Why OIG Did This Audit
Under the Medicare home health prospective payment system (PPS), the Centers for Medicare & Medicaid Services pays home health agencies (HHAs) a standardized payment for each 60-day episode of care that a beneficiary receives. The PPS payment covers intermittent skilled nursing and home health aide visits, therapy (physical, occupational, and speech-language pathology), medical social services, and medical supplies.
Our prior audits of home health services identified significant overpayments to HHAs. These overpayments were largely the result of HHAs improperly billing for services to beneficiaries who were not confined to the home (homebound) or were not in need of skilled services.
Our objective was to determine whether Mission Home Health of San Diego, Inc. (Mission Home Health) complied with Medicare requirements for billing home health services on selected types of claims.
How OIG Did This Audit
Our audit covered approximately $59 million in Medicare payments to Mission Home Health for 16,113 claims. These claims were for home health services provided in calendar years 2015 and 2016 (audit period). We selected a stratified random sample of 100 claims and submitted these claims to independent medical review to determine whether the services met coverage, medical necessity, and coding requirements.
What OIG Found
Mission Home Health did not comply with Medicare billing requirements for 32 of the 100 home health claims that we audited. For these claims, Mission Home Health received overpayments of $61,718 for services provided during our audit period. Specifically, Mission Home Health incorrectly billed Medicare for: (1) services provided to beneficiaries who were not homebound, (2) services provided to beneficiaries who did not require skilled services, (3) claims that were assigned incorrect payment codes, and (4) claims for which documentation was inadequate to support the services provided. These errors occurred primarily because Mission Home Health did not have adequate procedures to prevent the incorrect billing of Medicare claims. On the basis of our sample results, we estimated that Mission Home Health received overpayments of at least $5.9 million for our audit period.
What OIG Recommends and Mission Home Health Comments
We recommend that Mission Home Health: (1) refund to the Medicare program the portion of the estimated $5.9 million overpayment for claims incorrectly billed that are within the reopening period; (2) for the remaining portion of the estimated $5.9 million overpayment for claims that are outside of the reopening period, exercise reasonable diligence to identify and return overpayments in accordance with the 60-day rule, and identify any returned overpayments as having been made in accordance with this recommendation; (3) exercise reasonable diligence to identify and return any additional similar overpayments outside of our audit period, in accordance with the 60-day rule, and identify any returned overpayments as having been made in accordance with this recommendation; and (4) strengthen its procedures to ensure the correct billing of Medicare claims.

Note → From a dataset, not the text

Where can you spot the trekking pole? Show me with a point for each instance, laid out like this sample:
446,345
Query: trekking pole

The detailed procedural recommendations are listed in the report.
Mission Home Health stated that it disputed nearly all of our findings and did not concur with our recommendations. Mission Home Health retained a health care consultant to review most of the claims we questioned and challenged our independent medical review contractor’s decisions, maintaining that nearly all of the sampled claims were billed correctly. To address the concerns, we had our medical reviewer review Mission Home Health’s written comments and its consultant’s report. Based on the results of that review, we reduced the sampled claims billed in error from 38 to 32 and revised the related findings and recommendations. We maintain that our remaining findings and recommendations are valid, although we acknowledge Mission Home Health’s right to appeal the findings.